During Practice 5 Corinne decided to spend a lot of time focusing on the body, energy, and health. While I did "scan" my body and reaffirm my excellent health, I did not end up staying with Corinne's guidance but rather revisited the concept of Essential Self which Corinne had mentioned in her opening comments.

She talked about the difficulty some people have in looking closely at their Essential Self, that self which is closer to being in touch with the universe and away from one's experiences, societal agreements, religious figure and parent pronouncements. In other words free from any biases, real or imagined, true or not, that tend to color who we are, what we think, and how we approach our day to day lives. Our PURE ESSENCE.

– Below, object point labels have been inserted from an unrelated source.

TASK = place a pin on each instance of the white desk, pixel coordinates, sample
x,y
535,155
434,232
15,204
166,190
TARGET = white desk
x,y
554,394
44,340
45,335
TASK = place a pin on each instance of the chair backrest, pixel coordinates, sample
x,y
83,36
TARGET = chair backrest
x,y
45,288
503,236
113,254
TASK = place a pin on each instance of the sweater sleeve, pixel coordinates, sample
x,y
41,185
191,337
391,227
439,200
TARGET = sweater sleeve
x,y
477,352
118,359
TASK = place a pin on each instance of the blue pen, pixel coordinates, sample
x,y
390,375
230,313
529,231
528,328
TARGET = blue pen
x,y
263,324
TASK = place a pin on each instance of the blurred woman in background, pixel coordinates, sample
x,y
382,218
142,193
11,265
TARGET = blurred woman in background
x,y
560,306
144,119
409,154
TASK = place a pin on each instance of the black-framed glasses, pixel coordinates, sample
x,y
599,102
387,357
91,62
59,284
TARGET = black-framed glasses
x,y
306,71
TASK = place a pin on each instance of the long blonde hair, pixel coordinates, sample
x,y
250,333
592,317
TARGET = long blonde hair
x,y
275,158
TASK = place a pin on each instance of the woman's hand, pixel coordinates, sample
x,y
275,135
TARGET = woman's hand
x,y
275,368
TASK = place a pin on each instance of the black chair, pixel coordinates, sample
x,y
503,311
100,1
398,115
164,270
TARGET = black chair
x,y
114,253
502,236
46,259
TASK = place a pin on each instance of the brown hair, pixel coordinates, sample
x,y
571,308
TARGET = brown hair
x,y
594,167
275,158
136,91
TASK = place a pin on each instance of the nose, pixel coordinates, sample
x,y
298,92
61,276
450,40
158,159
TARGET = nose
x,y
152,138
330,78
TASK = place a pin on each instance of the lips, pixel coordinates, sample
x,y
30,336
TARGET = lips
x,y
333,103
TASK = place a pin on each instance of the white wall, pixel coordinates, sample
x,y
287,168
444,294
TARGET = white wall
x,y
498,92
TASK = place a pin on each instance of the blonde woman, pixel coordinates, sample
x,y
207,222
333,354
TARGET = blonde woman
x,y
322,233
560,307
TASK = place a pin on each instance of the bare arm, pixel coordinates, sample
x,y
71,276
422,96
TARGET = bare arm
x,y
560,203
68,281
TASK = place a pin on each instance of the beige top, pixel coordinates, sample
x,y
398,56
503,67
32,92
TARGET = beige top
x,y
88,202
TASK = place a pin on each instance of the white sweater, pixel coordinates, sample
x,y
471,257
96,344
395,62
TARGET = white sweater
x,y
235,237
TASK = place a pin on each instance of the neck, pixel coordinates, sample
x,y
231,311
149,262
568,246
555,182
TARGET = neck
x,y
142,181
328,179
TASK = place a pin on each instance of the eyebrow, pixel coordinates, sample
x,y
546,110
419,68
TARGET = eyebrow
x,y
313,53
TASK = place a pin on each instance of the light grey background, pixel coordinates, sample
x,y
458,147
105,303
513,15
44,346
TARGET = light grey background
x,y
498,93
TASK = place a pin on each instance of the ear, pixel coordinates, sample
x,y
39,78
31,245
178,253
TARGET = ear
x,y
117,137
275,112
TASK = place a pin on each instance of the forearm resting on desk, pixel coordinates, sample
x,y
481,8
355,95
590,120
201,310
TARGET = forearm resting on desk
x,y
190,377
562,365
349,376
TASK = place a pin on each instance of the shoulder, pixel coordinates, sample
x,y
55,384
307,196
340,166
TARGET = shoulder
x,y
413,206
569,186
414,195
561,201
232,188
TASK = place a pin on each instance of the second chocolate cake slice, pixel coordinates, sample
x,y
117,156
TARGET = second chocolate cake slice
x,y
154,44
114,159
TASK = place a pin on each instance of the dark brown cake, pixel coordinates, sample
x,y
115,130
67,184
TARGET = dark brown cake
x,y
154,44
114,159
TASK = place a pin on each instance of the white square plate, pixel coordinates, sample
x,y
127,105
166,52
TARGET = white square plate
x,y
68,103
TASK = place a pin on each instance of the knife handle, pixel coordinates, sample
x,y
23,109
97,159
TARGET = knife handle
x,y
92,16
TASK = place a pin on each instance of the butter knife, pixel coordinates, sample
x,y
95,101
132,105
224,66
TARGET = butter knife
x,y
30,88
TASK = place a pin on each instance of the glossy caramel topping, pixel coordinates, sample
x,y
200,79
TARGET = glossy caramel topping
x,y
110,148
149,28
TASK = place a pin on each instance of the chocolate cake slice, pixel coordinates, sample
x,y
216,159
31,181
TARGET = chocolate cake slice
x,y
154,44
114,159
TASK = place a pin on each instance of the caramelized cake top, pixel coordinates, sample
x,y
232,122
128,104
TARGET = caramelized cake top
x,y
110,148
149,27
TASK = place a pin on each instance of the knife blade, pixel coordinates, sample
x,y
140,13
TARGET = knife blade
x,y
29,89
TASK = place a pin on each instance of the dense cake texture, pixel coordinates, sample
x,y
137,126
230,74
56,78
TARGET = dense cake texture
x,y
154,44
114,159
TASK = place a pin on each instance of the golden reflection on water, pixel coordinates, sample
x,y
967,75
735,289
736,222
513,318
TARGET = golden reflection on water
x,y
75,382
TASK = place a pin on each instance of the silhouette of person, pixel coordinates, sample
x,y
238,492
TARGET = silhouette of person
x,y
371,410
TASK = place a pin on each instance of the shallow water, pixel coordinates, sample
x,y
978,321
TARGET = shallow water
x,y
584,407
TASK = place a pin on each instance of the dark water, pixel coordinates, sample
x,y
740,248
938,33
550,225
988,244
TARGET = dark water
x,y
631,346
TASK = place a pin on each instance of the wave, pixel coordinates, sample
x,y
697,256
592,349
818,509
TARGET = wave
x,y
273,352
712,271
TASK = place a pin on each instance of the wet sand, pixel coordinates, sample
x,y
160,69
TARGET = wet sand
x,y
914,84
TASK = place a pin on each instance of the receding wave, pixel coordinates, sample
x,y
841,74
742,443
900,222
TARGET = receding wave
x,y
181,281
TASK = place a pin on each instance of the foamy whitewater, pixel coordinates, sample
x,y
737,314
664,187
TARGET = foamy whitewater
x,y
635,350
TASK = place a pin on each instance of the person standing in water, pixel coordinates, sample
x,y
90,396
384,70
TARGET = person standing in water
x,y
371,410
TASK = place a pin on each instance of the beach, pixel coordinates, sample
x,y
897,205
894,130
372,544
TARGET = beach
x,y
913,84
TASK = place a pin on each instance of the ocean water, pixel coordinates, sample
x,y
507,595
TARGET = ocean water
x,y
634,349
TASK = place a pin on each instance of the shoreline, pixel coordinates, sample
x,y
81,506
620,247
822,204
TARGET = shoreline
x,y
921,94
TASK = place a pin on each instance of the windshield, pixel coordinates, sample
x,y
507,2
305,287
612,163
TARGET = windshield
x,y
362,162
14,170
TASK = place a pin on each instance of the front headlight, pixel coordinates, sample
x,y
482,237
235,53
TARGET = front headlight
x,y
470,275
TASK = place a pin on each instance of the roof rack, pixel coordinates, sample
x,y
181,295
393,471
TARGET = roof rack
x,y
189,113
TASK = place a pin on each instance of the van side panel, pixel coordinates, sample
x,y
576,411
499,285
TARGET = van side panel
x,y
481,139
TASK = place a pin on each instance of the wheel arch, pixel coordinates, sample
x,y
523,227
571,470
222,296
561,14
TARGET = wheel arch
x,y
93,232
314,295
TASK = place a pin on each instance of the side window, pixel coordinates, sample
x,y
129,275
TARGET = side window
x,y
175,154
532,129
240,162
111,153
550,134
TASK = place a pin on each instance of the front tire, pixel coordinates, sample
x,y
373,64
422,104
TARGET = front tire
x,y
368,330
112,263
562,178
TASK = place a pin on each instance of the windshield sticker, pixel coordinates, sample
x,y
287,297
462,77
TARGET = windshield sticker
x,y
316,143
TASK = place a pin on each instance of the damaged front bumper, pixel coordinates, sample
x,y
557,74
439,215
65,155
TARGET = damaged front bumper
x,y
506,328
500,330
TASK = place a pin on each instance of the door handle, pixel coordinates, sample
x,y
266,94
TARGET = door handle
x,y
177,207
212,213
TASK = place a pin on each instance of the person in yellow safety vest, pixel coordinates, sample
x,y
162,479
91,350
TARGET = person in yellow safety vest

In the past I have had trouble focusing on my Essential Self, knowing it exists deep within me but somehow not being able or comfortable enough to dig down for a close look. In relation to the Essential Self, this time I revisited a Triumvirate of Self that I have been aware of, fine tuned it, and added the Essential Self as a fourth level.

I started out with my Public Self which I allow everyone to see, my Private Self which I only allow close loved ones to see, and my Secret Self which only I know about and which I would never share with anyone.

This understanding allowed me to arrive at the fourth self or Essential Self, as defined above. It was easier to look at my Essential Self without fear or difficulty when seeing it on this Continuum of Self from most external and visible to most internal and sacred.

Each time I experience a Mindful Meditation Practice, Yoga Nidra, I seem to arrive at a new place of comfort with myself, my relationship with Gregory, and with my world. Time well spent.